部屋は、まあまあ広い。おそらく絹の部屋だろう。かといって、女の子らしいものがあると言うわけでもなく、いたってシンプルな部屋だ。窓が正面になるようベッドがおいてあり、そのベッドの隣に椅子がおいてある。
ダークパンサーには「見張ってくれるのは嬉しいけど、ここはもう私の家よ?」と言って招き入れることを絶対的に拒んだ。案外そこは素直に従ったが、それでも外にまだいるだろう。
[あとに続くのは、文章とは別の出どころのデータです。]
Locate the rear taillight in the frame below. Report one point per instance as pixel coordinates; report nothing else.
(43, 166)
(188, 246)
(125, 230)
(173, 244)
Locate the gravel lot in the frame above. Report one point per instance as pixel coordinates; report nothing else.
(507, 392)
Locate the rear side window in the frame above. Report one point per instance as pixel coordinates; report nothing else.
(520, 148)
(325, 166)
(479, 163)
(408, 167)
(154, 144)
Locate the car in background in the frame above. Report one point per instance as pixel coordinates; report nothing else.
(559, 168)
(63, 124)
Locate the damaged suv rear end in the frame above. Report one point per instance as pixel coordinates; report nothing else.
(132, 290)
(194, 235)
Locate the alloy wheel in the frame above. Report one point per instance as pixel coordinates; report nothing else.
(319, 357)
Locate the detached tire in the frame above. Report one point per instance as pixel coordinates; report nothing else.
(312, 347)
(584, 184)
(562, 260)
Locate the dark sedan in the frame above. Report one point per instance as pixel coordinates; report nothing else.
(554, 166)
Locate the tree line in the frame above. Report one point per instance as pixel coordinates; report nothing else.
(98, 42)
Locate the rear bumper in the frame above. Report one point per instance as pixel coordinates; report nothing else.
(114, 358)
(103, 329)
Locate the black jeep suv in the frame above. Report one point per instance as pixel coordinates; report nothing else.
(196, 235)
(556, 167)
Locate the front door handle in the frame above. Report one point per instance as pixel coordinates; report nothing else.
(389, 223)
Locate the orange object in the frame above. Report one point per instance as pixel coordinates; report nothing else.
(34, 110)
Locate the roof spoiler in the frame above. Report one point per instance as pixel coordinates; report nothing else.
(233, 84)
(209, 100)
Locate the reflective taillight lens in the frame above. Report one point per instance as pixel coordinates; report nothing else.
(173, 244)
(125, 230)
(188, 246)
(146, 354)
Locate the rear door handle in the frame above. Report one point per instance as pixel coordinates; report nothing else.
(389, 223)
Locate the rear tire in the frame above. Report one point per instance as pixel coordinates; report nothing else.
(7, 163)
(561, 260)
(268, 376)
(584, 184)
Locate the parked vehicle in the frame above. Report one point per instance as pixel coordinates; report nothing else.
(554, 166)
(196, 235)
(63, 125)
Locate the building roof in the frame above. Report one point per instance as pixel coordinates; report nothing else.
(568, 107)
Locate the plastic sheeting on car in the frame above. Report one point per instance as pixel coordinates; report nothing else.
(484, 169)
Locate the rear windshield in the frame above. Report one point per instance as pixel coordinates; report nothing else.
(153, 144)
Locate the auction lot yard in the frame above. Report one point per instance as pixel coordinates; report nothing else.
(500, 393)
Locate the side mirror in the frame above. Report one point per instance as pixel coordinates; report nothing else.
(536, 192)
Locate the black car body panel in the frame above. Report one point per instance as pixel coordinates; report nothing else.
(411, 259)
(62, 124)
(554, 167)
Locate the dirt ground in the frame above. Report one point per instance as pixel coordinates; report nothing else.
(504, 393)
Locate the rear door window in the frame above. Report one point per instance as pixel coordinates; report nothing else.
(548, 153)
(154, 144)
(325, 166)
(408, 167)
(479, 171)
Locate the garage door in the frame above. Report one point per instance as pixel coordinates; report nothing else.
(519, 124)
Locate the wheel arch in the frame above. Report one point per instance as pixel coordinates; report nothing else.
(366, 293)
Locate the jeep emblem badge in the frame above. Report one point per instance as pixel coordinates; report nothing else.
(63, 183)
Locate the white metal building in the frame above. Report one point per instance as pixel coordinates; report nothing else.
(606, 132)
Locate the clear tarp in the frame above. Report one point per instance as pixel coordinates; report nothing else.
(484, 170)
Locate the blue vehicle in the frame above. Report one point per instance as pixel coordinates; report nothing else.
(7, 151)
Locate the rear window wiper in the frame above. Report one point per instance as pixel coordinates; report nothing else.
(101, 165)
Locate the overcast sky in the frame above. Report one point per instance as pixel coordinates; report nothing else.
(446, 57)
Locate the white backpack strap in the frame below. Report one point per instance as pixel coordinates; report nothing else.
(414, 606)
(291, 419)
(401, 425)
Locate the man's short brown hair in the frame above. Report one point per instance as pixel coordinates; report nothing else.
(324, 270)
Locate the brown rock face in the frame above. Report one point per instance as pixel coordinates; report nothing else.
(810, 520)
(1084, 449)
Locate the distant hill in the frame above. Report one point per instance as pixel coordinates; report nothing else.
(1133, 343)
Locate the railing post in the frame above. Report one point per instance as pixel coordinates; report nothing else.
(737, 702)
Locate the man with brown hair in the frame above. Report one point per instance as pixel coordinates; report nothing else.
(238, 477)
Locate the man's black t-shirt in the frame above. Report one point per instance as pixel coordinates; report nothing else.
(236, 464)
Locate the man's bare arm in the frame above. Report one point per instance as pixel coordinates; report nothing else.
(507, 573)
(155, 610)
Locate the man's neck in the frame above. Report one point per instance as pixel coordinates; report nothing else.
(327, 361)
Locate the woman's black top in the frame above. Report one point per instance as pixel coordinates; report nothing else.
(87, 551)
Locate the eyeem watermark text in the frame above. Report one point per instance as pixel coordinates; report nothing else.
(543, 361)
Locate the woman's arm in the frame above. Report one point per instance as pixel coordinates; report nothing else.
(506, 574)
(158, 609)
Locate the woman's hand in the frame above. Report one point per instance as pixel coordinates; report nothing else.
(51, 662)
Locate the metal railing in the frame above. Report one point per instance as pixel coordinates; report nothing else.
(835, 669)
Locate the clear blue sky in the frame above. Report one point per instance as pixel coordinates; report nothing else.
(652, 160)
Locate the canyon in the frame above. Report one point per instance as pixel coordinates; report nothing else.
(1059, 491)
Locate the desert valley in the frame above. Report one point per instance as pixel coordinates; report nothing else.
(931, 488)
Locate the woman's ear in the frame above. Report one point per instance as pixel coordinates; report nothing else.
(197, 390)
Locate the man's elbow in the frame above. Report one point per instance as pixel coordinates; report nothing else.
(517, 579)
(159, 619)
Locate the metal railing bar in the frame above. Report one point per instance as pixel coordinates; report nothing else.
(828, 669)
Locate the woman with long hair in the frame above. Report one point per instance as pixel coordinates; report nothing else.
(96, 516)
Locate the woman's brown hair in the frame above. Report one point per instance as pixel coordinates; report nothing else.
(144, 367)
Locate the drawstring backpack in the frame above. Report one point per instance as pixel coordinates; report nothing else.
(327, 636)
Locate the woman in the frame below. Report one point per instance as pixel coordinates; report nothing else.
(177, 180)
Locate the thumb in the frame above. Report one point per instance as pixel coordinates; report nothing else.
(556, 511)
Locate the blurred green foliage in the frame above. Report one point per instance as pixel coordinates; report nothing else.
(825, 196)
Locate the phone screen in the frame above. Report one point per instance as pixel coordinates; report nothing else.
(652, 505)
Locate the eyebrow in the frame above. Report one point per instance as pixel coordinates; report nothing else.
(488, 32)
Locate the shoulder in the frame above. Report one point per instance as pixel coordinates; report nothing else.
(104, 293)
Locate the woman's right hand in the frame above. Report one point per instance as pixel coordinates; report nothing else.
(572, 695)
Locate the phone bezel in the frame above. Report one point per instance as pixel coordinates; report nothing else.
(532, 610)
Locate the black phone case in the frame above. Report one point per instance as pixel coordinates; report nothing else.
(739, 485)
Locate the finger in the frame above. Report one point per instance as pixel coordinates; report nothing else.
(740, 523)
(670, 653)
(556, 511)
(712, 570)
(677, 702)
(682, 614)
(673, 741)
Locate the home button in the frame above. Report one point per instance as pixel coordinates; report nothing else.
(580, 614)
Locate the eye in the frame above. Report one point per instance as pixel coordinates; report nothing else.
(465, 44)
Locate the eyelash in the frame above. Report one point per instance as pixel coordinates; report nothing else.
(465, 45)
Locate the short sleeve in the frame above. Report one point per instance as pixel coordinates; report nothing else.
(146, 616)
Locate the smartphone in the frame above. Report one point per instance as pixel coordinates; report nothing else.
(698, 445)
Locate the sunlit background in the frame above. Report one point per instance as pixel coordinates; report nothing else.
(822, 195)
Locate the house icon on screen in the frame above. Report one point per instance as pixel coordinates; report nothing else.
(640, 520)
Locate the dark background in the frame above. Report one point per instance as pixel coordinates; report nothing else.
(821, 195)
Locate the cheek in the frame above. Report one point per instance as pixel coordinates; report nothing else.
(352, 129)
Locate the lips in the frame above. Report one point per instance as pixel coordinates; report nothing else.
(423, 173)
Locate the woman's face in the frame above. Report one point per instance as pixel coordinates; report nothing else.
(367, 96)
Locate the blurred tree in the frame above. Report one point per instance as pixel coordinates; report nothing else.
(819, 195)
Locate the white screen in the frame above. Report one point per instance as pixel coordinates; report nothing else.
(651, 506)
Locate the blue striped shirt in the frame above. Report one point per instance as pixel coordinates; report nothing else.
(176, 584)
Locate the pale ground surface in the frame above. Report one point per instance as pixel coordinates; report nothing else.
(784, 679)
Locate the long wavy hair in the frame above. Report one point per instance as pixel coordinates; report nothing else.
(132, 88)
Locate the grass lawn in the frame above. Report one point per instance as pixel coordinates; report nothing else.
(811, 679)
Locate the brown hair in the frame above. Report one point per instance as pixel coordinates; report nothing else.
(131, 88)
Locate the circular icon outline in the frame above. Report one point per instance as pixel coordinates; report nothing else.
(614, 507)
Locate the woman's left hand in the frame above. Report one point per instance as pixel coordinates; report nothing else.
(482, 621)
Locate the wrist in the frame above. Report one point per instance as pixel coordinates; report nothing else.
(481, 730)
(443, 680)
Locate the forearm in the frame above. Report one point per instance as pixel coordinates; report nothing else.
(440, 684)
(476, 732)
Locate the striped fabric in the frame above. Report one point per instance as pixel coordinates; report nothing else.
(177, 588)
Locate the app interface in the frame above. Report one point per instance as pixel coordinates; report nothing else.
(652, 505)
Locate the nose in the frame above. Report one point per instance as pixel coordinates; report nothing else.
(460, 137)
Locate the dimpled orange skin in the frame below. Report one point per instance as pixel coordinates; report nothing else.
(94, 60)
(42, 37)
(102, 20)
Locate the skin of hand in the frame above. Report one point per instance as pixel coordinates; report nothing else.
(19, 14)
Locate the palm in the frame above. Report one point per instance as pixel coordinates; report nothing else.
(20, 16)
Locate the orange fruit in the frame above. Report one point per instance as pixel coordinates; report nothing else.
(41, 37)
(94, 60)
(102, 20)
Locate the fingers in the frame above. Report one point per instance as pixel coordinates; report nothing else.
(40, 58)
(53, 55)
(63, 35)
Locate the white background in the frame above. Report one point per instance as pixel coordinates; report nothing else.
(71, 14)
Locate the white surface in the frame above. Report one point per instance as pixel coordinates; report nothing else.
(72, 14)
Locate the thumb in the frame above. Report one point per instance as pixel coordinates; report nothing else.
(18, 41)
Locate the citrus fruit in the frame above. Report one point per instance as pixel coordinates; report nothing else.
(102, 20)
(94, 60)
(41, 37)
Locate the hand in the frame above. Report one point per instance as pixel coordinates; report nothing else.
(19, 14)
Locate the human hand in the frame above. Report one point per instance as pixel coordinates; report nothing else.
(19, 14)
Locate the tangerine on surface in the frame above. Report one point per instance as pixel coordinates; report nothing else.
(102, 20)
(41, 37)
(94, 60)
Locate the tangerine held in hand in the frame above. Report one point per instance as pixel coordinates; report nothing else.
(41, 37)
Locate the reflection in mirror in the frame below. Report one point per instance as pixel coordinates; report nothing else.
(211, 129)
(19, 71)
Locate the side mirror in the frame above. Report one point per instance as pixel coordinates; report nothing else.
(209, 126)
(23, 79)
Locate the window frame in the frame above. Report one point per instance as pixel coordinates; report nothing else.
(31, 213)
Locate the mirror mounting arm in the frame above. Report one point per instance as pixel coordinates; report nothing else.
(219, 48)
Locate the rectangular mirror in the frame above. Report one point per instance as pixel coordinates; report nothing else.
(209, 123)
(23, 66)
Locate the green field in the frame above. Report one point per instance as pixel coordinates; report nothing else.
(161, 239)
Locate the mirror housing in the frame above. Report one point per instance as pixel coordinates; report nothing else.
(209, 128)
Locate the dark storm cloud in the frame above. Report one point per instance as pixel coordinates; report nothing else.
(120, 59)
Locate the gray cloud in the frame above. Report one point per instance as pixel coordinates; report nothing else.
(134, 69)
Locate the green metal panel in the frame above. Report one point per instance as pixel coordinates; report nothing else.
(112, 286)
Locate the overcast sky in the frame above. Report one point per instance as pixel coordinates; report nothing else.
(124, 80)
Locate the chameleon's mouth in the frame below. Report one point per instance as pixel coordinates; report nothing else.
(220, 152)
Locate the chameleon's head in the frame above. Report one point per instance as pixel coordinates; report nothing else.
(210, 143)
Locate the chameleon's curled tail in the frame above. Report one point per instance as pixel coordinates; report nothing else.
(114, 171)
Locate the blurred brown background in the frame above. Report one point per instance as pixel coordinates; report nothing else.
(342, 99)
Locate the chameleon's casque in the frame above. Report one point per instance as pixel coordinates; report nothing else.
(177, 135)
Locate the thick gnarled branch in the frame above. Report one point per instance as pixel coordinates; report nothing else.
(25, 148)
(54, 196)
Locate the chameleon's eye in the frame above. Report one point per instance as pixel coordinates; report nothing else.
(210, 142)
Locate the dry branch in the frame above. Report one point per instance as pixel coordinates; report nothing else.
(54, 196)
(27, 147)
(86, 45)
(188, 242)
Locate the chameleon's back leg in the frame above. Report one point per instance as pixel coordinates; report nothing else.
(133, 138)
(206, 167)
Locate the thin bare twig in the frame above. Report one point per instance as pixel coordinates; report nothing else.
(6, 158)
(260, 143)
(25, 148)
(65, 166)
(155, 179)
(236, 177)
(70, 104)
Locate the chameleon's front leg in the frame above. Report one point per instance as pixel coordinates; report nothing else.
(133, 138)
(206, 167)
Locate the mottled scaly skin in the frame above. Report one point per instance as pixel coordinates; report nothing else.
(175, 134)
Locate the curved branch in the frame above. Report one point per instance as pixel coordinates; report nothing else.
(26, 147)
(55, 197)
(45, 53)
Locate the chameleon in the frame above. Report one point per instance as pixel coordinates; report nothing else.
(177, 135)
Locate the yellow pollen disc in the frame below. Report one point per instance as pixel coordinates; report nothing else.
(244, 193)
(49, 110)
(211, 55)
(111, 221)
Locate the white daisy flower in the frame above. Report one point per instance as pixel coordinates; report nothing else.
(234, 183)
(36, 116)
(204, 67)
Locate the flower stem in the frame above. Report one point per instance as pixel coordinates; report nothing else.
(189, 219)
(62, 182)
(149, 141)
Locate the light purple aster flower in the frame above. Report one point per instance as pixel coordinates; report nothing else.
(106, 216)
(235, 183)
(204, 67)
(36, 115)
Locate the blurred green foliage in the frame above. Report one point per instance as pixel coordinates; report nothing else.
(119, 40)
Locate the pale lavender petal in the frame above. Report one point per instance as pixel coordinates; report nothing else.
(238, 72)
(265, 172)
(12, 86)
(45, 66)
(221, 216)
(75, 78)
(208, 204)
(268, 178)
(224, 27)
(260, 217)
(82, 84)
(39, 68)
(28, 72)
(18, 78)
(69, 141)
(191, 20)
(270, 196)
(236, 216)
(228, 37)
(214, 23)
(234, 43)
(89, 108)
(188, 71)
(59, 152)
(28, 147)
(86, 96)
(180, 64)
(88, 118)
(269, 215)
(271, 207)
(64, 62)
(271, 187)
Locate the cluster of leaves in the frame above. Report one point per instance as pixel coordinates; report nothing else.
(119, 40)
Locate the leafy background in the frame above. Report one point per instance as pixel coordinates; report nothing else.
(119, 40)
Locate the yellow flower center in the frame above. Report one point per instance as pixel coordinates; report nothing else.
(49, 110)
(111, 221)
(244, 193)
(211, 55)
「おかえり」と呟いたのは、ベッドの隣にある、四角い椅子に座っている白いモフモフのものだ。声は女で、おっとりとした声。見たところ、白いキツネだ。
「ただいま、ルーゼ。」
どっと何かを吐き出すかのような、疲れた様子で絹はそう返すと、着ていた服を脱ぎ、部屋着に着替えた。
「その様子じゃあ、結構疲れたようね。」
鋭いがどこか暖かみのある目付きをしたこの、ルーゼと呼ばれたキツネは、表情を変えずにそう話し、ふさふさとした大きなしっぽを丸めた。着替えている絹をそっと見守りつつ、返答を待っているようだ。
絹は横目でルーゼを見ながら、髪を後ろに払いのけた。その行動に大した意味はなく、ただ単に、着替えたときに襟と首に髪が挟まったからだ。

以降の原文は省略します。